New Research Examines Fairness and Explanation Quality in Large Language Models

According to research published on arxiv.org, large language models exhibit statistically significant disparities in how they justify decisions across demographic groups, a phenomenon researchers term “explanation fairness.”

The study introduces the Explanation Fairness Taxonomy (EFT), comprising five dimensions: Verbosity Disparity, Sentiment Disparity, Epistemic Hedging Disparity, Decision-Linked Explanation Disparity, and Lexical Complexity Disparity. According to the paper, researchers tested this framework across 80 prompt templates in four decision domains—hiring, medical triage, credit assessment, and legal judgment—using five LLMs: GPT-4.1, Claude Sonnet, LLaMA 3.3 70B, GPT-OSS 120B, and Qwen3 32B.

The research found that “across up to 400 prompt pairs, all eight EFT metrics show statistically significant disparities,” with Cohen’s d ranging from small to large effects. According to the findings, model choice strongly influences disparity magnitude, with Qwen3 32B exhibiting “verbosity disparities 5.9x larger than LLaMA 3.3 70B.”

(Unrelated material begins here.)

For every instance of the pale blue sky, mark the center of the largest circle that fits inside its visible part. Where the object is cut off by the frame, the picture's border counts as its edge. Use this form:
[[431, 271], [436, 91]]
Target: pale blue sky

The study tested two prompting-based mitigation strategies, which showed “significant reductions in EFP disparity (78-95%)” but had “no significant effect on stylistic dimensions.” According to the researchers, this suggests that stylistic explanation inequalities may be “encoded in pre-training distributions and are not resolvable through deployment-level instruction alone.”

The paper offers a “reproducible measurement framework” for explanation-level fairness auditing, with implications for AI regulation and deployment practices.